We lived on a 50- by 100-foot lot in Seattle’s Crown Hill neighborhood when my son Adrian was born. He was only weeks old when I noticed that he stopped crying if I took him outside, and I soon realized that I couldn’t raise him in the city that I’d called home for 20 years. We had to move. This child needed to be in nature.

My husband did not feel called to parenthood as I did, nor did he feel called to move to the country. The day came when I had to choose between my husband and my child, and our divorce was final when Adrian was 18 months old–three days after my father died.

I was doubled over with loss, but Adrian’s needs kept me putting one foot in front of the other. He inched me through the valley of the shadow one diaper-change, one feeding, and one nap at a time.

I set my sights on Whidbey Island and began the search for a new home. It was difficult for the people who loved us to understand this, and some took it personally. How could a single mom leave her support network behind and move with her toddler to a strange place where she knew only one family?

Architect Ross Chapin once told me, “Whidbey Island is a calling.” For us, it was more than that. I felt as if we got caught in a sci-fi tractor beam–there was no way for us not to come.

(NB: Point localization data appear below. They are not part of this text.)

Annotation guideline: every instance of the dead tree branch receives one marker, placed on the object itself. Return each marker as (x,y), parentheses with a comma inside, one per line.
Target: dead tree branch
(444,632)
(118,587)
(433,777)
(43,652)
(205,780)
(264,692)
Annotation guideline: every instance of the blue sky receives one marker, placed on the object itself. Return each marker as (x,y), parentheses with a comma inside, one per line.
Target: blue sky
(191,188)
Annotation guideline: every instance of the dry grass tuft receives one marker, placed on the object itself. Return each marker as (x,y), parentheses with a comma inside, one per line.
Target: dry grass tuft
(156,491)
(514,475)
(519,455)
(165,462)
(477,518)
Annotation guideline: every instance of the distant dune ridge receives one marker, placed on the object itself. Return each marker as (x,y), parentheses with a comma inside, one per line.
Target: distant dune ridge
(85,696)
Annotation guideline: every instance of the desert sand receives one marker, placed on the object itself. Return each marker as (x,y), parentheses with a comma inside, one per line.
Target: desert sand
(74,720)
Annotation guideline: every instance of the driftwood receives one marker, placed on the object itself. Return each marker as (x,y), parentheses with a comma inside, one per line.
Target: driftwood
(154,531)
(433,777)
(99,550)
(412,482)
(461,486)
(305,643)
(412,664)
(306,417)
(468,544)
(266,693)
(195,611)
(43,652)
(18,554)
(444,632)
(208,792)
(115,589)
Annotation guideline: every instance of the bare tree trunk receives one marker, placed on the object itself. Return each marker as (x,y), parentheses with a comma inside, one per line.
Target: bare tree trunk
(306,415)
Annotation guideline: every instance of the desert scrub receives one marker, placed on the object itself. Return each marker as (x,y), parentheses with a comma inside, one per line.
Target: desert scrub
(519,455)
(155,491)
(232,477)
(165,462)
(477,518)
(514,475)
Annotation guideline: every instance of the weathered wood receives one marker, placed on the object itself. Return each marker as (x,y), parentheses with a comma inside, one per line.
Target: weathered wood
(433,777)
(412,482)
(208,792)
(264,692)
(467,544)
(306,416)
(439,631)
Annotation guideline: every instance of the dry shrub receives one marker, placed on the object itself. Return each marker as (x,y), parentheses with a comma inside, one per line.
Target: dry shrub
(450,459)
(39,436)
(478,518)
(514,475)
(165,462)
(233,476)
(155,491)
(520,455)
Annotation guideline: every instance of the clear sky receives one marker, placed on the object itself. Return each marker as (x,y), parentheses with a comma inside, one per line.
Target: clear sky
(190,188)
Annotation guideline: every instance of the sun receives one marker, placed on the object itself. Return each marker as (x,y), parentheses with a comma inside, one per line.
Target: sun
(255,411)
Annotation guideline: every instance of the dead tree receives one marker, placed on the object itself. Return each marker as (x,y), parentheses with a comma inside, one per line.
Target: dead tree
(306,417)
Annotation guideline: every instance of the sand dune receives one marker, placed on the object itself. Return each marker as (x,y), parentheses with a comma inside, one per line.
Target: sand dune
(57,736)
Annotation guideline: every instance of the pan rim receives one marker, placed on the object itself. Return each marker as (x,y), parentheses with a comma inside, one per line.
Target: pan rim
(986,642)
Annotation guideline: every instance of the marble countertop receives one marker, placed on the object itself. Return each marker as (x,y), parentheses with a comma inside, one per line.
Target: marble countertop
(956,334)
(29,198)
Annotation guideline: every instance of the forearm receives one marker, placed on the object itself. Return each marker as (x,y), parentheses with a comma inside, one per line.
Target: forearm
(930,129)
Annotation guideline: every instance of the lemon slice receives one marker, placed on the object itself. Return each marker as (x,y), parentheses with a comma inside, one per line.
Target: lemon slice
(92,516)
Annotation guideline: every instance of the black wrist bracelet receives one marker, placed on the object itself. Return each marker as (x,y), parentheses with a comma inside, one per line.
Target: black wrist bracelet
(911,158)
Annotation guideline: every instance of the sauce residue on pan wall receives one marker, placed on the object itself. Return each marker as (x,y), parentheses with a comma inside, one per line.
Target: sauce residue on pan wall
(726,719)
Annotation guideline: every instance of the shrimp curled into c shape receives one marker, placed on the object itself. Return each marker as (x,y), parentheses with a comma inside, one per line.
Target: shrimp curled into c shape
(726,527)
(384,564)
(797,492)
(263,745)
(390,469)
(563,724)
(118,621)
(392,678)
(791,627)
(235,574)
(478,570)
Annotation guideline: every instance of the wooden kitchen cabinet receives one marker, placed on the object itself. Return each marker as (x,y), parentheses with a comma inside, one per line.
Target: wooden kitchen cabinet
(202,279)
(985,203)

There are times here on Whidbey Island, particularly in Langley, when life feels so idyllic that I’m afraid a Klieg light will drop out of the sky, as it did in the movie The Truman Show, and I’ll discover that I’m just living on a really big movie set. It feels that idyllic. And it’s my deepest privilege to raise my child in a place where he can fish, dig for clams, and whack nettles with a stick; where he’s had goats, chickens, and bees to care for; potatoes to harvest; and trails to blaze through the forest. But beyond being a beautiful place, Whidbey Island has redefined what the word “family” means. Our family has grown to include others who heeded the same call and moved here to provide the best imaginable childhood they could for their children.

I stayed home with Adrian until he was 10, which is when we finally overcame the vision problems that had made it so challenging for him to succeed in school. The businesses that I had been running from home did not generate enough income to support us, so I began looking for a job elsewhere. Having been employed as a technical writer before Adrian was born, I searched for writing and editing jobs on the mainland, completely heartsick about the 12 hours a day that I’d have to spend away from my son, and struck by the irony that I had to work off the island so we could live on the island. Moving was out of the question.

Then, one day, clicking the wrong link on Craig’s List led me to an expired listing for a communication and marketing position at the Whidbey Camano Land Trust. I read the description, and said, “That’s me!” But when I went to www.wclt.org and saw this slide show below, I knew it was my job in the same way that I knew I had to move to Whidbey Island. The slide show represented everything we loved about our home.

Could it GET any better than working on the island, protecting what makes it so special in the first place? In spite of my late application and a total of 165 applicants, I was the one they hired, and I feel lucky to spend my days preserving a place I love so dearly.